🤖 AI Summary
This work addresses the challenges of deploying large-scale or multi-model deep neural network (DNN) inference on memory-constrained mobile GPUs, where conventional full preloading strategies suffer from excessive memory consumption and high latency. To overcome these limitations, we propose FlashMem, a memory-efficient streaming inference framework tailored for mobile GPUs. FlashMem innovatively integrates static scheduling with dynamic on-demand weight streaming and leverages 2.5D texture memory to optimize data layout, thereby minimizing data conversion overhead and effectively exploiting the GPU memory hierarchy.

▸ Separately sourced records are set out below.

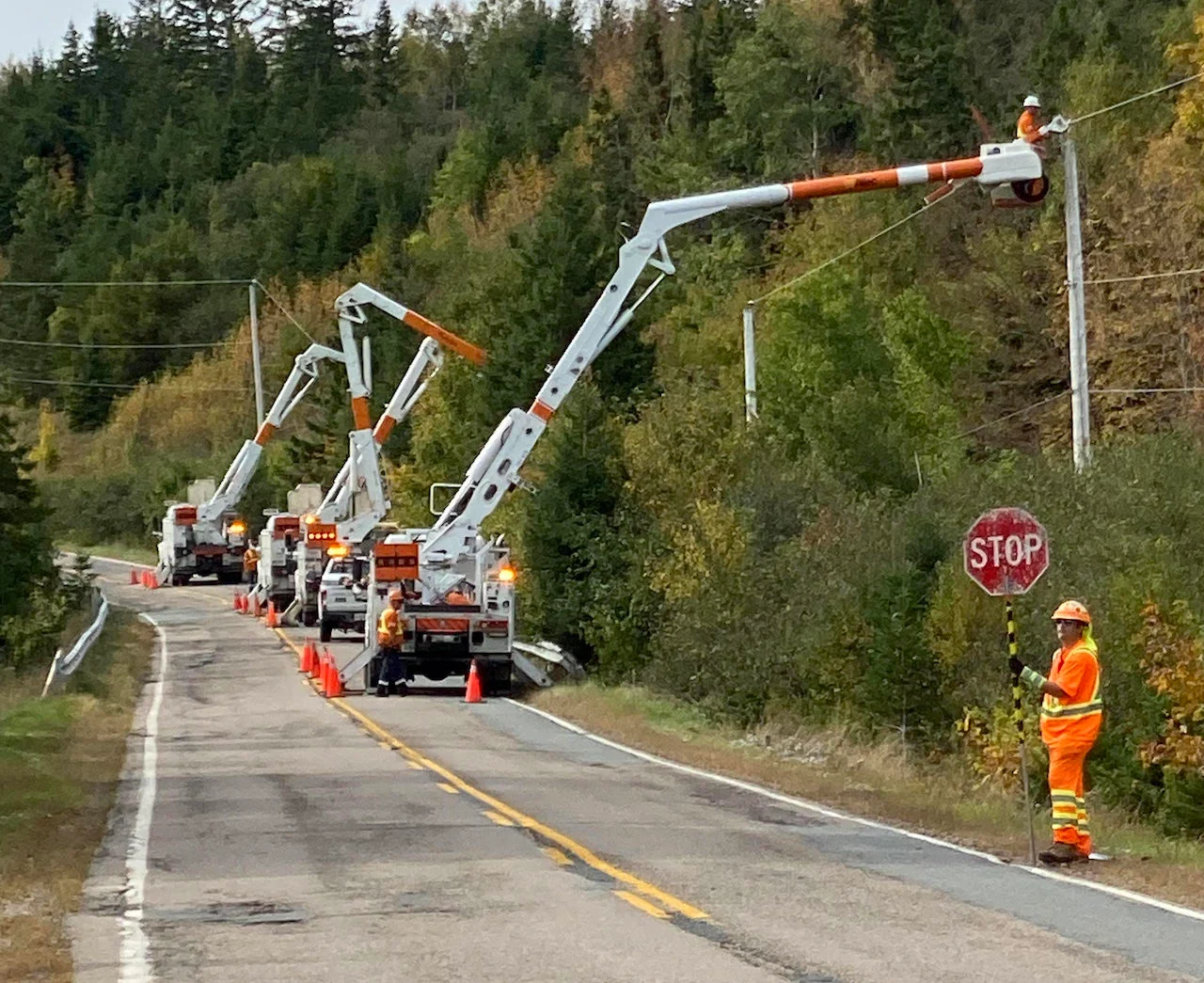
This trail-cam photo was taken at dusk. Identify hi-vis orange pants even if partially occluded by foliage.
[1049,738,1095,853]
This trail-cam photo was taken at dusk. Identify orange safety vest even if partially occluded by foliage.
[1016,107,1045,143]
[377,605,403,648]
[1041,639,1104,744]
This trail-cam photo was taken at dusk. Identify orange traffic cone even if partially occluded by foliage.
[318,648,331,696]
[464,659,485,704]
[326,652,343,696]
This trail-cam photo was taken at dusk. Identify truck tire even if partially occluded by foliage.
[485,661,511,696]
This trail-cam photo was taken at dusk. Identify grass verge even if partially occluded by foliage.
[531,682,1204,909]
[0,610,154,980]
[55,541,159,566]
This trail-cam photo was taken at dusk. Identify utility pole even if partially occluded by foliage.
[744,302,757,423]
[1062,136,1091,472]
[248,280,263,426]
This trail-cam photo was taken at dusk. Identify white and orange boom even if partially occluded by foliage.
[420,141,1048,571]
[341,141,1048,686]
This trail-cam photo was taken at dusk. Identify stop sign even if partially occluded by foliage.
[962,508,1050,597]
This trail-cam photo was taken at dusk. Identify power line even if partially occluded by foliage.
[749,185,960,304]
[1083,266,1204,287]
[250,279,319,344]
[1067,72,1204,126]
[0,376,250,392]
[0,279,255,289]
[945,389,1070,442]
[1088,386,1204,396]
[0,339,237,349]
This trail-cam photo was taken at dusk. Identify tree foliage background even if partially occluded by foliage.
[0,0,1204,832]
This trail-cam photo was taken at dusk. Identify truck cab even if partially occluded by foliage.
[317,554,370,642]
[365,529,515,695]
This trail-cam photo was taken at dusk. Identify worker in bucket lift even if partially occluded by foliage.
[1009,601,1104,864]
[1016,95,1048,143]
[377,587,407,696]
[443,579,473,606]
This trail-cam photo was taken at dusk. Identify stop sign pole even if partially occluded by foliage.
[962,508,1050,866]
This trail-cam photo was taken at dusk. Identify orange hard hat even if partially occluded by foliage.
[1054,601,1091,624]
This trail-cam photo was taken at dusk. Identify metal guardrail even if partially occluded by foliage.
[42,587,108,696]
[513,639,585,688]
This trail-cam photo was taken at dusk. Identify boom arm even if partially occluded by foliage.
[323,283,485,542]
[420,141,1042,566]
[197,344,341,523]
[315,338,443,542]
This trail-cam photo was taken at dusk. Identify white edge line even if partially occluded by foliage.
[118,613,167,983]
[503,696,1204,922]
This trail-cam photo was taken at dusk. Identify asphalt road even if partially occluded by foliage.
[72,562,1204,983]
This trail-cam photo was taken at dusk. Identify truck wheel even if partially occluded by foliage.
[485,662,511,696]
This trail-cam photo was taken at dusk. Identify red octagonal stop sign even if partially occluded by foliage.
[962,508,1050,597]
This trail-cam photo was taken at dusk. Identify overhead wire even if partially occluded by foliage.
[1083,266,1204,287]
[0,339,238,349]
[1067,71,1204,126]
[749,184,960,305]
[0,376,250,392]
[0,279,255,288]
[250,279,320,344]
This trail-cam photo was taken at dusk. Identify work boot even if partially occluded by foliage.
[1037,843,1087,864]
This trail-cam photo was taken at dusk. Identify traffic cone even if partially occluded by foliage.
[326,652,343,696]
[318,648,331,696]
[464,659,485,704]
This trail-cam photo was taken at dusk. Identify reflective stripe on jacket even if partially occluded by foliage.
[1041,640,1104,743]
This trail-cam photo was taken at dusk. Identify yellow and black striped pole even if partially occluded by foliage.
[1006,597,1037,866]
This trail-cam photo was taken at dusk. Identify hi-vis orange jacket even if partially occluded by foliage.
[1041,640,1104,744]
[377,605,403,648]
[1016,108,1045,143]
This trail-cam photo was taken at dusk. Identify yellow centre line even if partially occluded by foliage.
[274,627,710,920]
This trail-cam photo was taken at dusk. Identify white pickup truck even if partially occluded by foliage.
[318,557,369,642]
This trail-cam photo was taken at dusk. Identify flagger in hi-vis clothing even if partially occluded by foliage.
[1011,601,1104,864]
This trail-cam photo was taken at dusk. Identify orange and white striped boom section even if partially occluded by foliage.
[422,140,1044,563]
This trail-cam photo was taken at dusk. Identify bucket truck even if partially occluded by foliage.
[276,283,485,642]
[155,335,362,587]
[327,141,1049,692]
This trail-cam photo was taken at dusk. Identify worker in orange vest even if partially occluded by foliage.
[242,546,259,583]
[1016,95,1045,143]
[1009,601,1104,864]
[377,587,407,696]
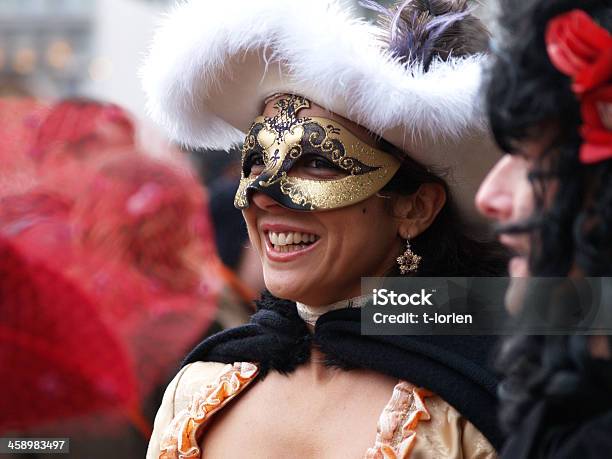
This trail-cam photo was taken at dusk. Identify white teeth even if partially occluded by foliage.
[268,231,317,251]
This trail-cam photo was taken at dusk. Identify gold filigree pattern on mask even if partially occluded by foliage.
[234,96,399,210]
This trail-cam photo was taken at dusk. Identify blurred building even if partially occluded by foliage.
[0,0,491,124]
[0,0,95,96]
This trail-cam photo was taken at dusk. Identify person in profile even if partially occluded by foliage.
[476,0,612,459]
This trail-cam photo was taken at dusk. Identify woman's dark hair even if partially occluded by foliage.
[380,140,508,277]
[486,0,612,430]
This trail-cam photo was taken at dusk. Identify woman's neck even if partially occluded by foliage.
[296,295,370,331]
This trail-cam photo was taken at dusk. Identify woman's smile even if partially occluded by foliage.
[261,224,321,262]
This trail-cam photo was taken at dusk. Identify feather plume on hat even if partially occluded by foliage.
[359,0,489,71]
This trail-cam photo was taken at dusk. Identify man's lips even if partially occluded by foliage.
[499,234,529,257]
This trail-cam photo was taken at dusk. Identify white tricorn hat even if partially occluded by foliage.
[141,0,499,227]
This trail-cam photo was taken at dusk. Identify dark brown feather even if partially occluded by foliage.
[361,0,489,70]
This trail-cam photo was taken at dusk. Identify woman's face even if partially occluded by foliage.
[243,100,403,306]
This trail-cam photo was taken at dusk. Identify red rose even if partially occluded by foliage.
[546,10,612,94]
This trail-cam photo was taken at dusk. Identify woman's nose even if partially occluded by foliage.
[475,155,516,222]
[250,191,284,212]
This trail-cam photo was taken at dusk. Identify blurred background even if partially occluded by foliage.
[0,0,492,459]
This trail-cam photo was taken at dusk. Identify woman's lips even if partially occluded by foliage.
[262,225,320,262]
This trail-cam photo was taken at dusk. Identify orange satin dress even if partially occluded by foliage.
[147,362,497,459]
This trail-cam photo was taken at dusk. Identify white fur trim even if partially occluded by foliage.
[142,0,494,226]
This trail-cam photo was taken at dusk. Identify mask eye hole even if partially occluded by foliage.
[242,150,265,177]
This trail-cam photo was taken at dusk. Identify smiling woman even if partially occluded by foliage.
[144,0,501,459]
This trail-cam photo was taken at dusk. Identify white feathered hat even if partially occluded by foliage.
[142,0,498,226]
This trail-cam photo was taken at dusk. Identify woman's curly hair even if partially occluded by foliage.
[485,0,612,430]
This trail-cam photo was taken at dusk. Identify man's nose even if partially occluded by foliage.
[475,155,514,222]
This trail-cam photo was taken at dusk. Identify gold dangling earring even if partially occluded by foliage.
[397,239,421,275]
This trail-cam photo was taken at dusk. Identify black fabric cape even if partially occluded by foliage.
[183,293,502,449]
[501,337,612,459]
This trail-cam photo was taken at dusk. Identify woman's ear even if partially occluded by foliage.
[393,183,446,239]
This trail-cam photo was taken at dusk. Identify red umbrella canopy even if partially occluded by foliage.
[0,235,137,432]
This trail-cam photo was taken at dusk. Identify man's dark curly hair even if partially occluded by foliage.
[486,0,612,430]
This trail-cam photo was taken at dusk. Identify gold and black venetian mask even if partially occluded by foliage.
[234,95,400,211]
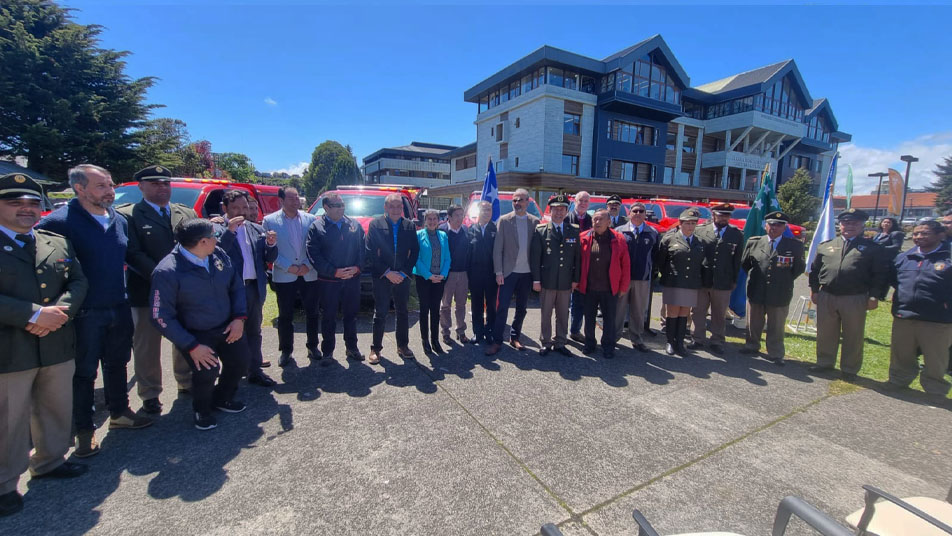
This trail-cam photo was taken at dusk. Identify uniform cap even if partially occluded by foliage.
[711,203,734,214]
[836,208,869,221]
[0,173,43,200]
[678,207,701,221]
[764,210,790,223]
[548,194,569,208]
[133,166,172,182]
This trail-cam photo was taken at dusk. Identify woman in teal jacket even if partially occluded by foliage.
[413,209,450,355]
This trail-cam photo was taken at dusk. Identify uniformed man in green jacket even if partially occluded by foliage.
[688,203,744,354]
[529,195,582,356]
[810,208,890,380]
[741,210,806,365]
[0,173,88,517]
[116,166,197,413]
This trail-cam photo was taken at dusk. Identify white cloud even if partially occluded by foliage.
[836,132,952,195]
[268,162,311,175]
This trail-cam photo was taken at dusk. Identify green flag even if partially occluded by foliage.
[846,165,853,210]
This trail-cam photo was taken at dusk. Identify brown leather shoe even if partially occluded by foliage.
[73,430,99,458]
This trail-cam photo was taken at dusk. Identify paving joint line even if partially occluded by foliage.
[563,394,836,523]
[406,354,576,520]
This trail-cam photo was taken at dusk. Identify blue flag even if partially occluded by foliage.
[730,168,780,317]
[807,155,839,273]
[479,157,499,222]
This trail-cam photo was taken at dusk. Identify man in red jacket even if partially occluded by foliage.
[579,209,631,359]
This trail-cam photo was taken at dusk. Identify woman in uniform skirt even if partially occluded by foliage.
[657,208,704,356]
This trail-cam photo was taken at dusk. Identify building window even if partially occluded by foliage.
[562,154,578,176]
[562,113,582,136]
[608,120,657,145]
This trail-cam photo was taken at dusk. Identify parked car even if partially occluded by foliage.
[463,190,542,225]
[115,177,268,218]
[308,185,420,232]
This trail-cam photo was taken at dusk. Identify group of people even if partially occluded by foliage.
[0,164,952,516]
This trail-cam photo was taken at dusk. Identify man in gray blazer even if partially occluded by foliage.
[486,188,539,355]
[263,187,322,367]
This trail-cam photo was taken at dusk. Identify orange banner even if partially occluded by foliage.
[886,169,903,215]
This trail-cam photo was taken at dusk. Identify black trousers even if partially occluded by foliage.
[493,272,532,344]
[469,273,499,341]
[244,279,264,375]
[182,324,251,415]
[73,302,133,432]
[274,276,320,353]
[585,290,618,355]
[414,275,446,342]
[319,276,360,356]
[370,277,410,352]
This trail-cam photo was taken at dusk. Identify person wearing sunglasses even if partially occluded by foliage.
[150,218,251,430]
[740,210,806,365]
[615,203,660,352]
[306,193,364,366]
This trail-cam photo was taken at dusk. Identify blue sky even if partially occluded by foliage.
[66,0,952,193]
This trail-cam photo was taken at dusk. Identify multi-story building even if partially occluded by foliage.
[362,141,456,188]
[430,35,850,200]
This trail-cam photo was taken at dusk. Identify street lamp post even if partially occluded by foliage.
[867,171,889,225]
[899,154,919,225]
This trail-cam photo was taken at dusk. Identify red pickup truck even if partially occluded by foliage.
[115,178,281,220]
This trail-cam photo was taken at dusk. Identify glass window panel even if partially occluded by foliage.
[617,71,631,93]
[565,72,578,89]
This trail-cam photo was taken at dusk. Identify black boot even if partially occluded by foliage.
[675,316,688,357]
[664,317,678,355]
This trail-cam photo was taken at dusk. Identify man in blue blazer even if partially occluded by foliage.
[219,189,278,387]
[263,187,323,367]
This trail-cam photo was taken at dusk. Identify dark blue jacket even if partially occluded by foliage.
[468,222,496,281]
[150,244,248,351]
[615,222,660,281]
[219,221,278,302]
[439,222,471,272]
[36,198,129,309]
[892,244,952,324]
[305,216,365,281]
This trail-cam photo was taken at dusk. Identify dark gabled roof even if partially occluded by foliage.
[442,141,476,158]
[363,141,456,164]
[463,45,605,102]
[693,60,813,107]
[463,35,691,102]
[602,34,691,88]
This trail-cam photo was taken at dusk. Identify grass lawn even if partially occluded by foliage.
[728,301,948,400]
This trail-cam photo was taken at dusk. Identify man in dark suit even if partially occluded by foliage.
[529,195,581,356]
[741,210,806,365]
[219,189,278,387]
[0,173,88,516]
[565,190,592,342]
[468,201,499,346]
[366,194,420,365]
[116,166,197,413]
[605,194,628,229]
[306,193,365,365]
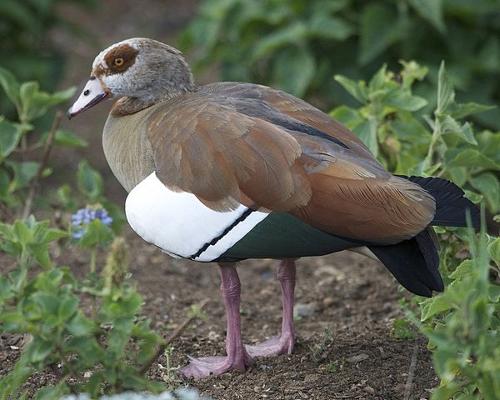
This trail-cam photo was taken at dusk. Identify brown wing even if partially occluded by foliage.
[145,84,435,243]
[149,95,311,211]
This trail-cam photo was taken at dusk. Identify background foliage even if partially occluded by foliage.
[0,0,97,104]
[181,0,500,129]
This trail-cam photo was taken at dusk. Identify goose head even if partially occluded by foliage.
[68,38,194,118]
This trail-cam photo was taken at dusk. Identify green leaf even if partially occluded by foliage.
[34,380,69,400]
[450,260,474,280]
[400,60,429,89]
[57,295,79,322]
[334,75,368,104]
[470,172,500,214]
[488,238,500,264]
[354,118,378,157]
[448,149,500,171]
[6,161,39,193]
[410,0,446,33]
[330,106,363,129]
[26,336,55,363]
[420,294,453,322]
[307,13,354,40]
[54,130,88,147]
[439,115,477,145]
[436,61,455,115]
[359,3,401,65]
[449,103,496,119]
[385,89,427,111]
[66,311,96,337]
[251,22,307,60]
[0,119,23,161]
[0,67,21,109]
[77,161,103,201]
[273,46,315,97]
[78,219,114,248]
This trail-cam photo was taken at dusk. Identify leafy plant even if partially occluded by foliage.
[0,68,86,216]
[0,217,168,399]
[181,0,500,129]
[0,0,97,114]
[419,228,500,400]
[331,62,500,214]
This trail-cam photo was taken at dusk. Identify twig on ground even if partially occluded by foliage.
[404,342,418,400]
[22,111,63,219]
[140,299,210,374]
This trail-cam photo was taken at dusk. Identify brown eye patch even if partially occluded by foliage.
[104,44,139,74]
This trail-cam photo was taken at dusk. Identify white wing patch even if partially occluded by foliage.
[125,172,269,261]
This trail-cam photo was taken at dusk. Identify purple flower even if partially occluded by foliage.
[71,207,113,240]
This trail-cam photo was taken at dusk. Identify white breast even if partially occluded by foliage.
[125,172,269,261]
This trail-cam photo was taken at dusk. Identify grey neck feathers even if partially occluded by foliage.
[111,54,196,116]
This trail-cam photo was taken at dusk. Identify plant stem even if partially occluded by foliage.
[90,247,97,274]
[139,299,210,374]
[422,118,441,172]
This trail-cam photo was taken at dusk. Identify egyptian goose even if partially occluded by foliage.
[69,38,478,378]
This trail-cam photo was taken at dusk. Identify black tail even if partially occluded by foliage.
[404,176,481,229]
[368,228,444,297]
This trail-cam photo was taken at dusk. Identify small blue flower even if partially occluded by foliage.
[71,207,113,239]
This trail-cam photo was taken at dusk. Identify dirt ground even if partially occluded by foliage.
[0,232,437,400]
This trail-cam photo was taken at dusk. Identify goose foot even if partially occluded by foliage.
[246,334,295,357]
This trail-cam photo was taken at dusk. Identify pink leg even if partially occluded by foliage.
[247,259,295,357]
[181,264,252,379]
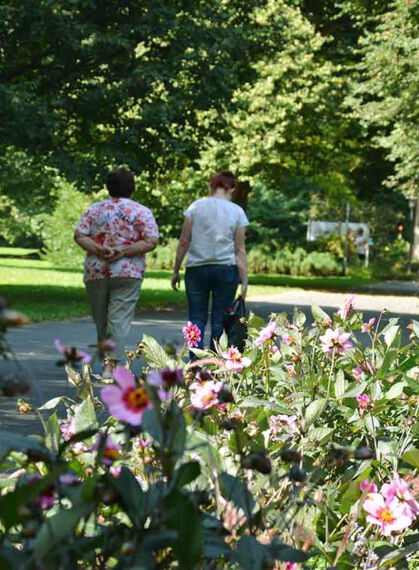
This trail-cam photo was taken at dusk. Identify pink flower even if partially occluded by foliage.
[255,321,276,345]
[281,334,295,345]
[109,465,122,479]
[361,317,375,332]
[101,366,151,426]
[359,479,378,495]
[319,328,353,354]
[338,295,355,320]
[60,418,76,441]
[352,362,375,380]
[54,338,92,364]
[356,394,372,410]
[380,473,419,519]
[191,380,223,410]
[269,414,297,439]
[58,473,81,487]
[363,493,412,536]
[134,437,153,451]
[92,433,122,467]
[147,368,184,389]
[285,364,297,376]
[222,346,252,372]
[352,364,364,380]
[322,315,333,327]
[182,321,201,348]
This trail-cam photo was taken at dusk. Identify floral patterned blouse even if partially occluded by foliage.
[76,198,159,281]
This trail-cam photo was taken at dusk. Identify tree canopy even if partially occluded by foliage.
[0,0,419,244]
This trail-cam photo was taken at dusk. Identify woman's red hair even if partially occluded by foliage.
[210,170,236,192]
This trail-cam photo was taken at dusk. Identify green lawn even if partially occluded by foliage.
[0,258,380,322]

Experimental results across 11 diverse models demonstrate that FlashMem reduces memory usage by 2.0–8.4× and accelerates inference by 1.7–75.0× compared to state-of-the-art approaches, enabling, for the first time, efficient concurrent inference of large and multiple models on resource-constrained mobile devices.
📝 Abstract
The increasing size and complexity of modern deep neural networks (DNNs) pose significant challenges for on-device inference on mobile GPUs, with limited memory and computational resources. Existing DNN acceleration frameworks primarily deploy a weight preloading strategy, where all model parameters are loaded into memory before execution on mobile GPUs. We posit that this approach is not adequate for modern DNN workloads that comprise very large model(s) and possibly execution of several distinct models in succession. In this work, we introduce FlashMem, a memory streaming framework designed to efficiently execute large-scale modern DNNs and multi-DNN workloads while minimizing memory consumption and reducing inference latency. Instead of fully preloading weights, FlashMem statically determines model loading schedules and dynamically streams them on demand, leveraging 2.5D texture memory to minimize data transformations and improve execution efficiency. Experimental results on 11 models demonstrate that FlashMem achieves 2.0x to 8.4x memory reduction and 1.7x to 75.0x speedup compared to existing frameworks, enabling efficient execution of large-scale models and multi-DNN support on resource-constrained mobile GPUs.